Boucher and Prator explained that important contingency plans for a presidential visit are the reason mutual aid among local agencies is needed.

What if something happened to the president and he needed to be rushed to the trauma one hospital in Shreveport? What if something's going on at Barksdale Air Force Base and he needs a runway in Shreveport? In those cases, Boucher said, the route has to be cleared and secured.

Fellow City Councilman John Nickelson agrees. He sent a letter to Mayor Perkins, saying in part, "When it comes to protecting the office of the presidency, we are not Republicans or Democrats -- we are all Americans. President Trump is our Commander-in-Chief. He is entitled to our respect, and politics should never compromise his personal safety."

Perkins replied in his own letter to council members, saying "I am alarmed that certain members of the city council are politicizing the city's support of the president's visit to Bossier City.
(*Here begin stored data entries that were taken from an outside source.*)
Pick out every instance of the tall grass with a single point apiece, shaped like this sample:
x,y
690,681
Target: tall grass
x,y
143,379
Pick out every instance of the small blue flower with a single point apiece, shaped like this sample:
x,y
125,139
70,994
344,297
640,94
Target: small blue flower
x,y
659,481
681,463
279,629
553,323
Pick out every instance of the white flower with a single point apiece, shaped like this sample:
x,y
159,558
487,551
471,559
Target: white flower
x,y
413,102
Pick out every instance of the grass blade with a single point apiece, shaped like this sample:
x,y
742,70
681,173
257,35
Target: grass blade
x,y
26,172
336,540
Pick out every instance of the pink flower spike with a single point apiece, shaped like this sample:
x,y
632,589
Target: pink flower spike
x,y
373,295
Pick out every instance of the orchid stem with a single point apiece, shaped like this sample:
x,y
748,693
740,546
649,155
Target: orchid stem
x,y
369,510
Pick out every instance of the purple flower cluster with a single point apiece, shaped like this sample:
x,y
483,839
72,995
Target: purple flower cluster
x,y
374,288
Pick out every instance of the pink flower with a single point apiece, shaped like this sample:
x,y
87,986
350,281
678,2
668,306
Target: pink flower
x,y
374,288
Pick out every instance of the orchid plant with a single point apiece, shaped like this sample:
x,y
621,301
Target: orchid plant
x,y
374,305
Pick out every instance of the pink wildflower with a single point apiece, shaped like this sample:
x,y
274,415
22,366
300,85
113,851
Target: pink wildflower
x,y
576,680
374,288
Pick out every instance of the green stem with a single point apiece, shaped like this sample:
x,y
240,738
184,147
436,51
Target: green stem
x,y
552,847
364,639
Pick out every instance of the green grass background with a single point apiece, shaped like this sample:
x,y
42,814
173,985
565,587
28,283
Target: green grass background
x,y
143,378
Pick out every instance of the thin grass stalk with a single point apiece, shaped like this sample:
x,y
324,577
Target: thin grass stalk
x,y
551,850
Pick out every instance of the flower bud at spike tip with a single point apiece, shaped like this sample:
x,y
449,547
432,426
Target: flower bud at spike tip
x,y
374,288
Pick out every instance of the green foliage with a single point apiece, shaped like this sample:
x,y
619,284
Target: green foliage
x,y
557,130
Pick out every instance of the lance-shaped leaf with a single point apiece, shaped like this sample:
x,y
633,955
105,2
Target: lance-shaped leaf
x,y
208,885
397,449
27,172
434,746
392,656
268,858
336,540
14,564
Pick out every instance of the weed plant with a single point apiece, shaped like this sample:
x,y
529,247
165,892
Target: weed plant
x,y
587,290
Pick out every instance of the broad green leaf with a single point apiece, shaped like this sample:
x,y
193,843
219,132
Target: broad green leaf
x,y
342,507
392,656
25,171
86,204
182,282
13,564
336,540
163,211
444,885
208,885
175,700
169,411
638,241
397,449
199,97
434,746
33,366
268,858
Rather than making this a partisan issue, I implore these members to recognize our legal obligations, especially since the letter sent to me regarding this matter was penned by Councilman John Nickelson, an attorney."

Perkins said Shreveport is providing some first responders for the rally, but he would not specify. He said the resources Shreveport can provide are limited by state and city law, since the Trump visit is political -- not in his official capacity as President. 

But Boucher, a Republican, said  local first responders were utilized for past political visits for Democrats. He says as an EMT, he stayed in an adjoining hotel room for a visit from Vice President Al Gore in case emergency medical help was needed.

"It was one of the highlights of my career, even though I didn't support the Vice President personally," Boucher says.

Boucher said  local first responders were also utilized for a visit from former first lady Michelle Obama. Her trip and Gore's were campaign style events, Boucher said.

Perkins, a Democrat, says his move is not political. He also notes that the Trump rally is in Bossier City -- not Shreveport.

Boucher says that shouldn't matter.

"The Century Link Center is about a hundred yards from Shreveport. We have to be prepared," Boucher said.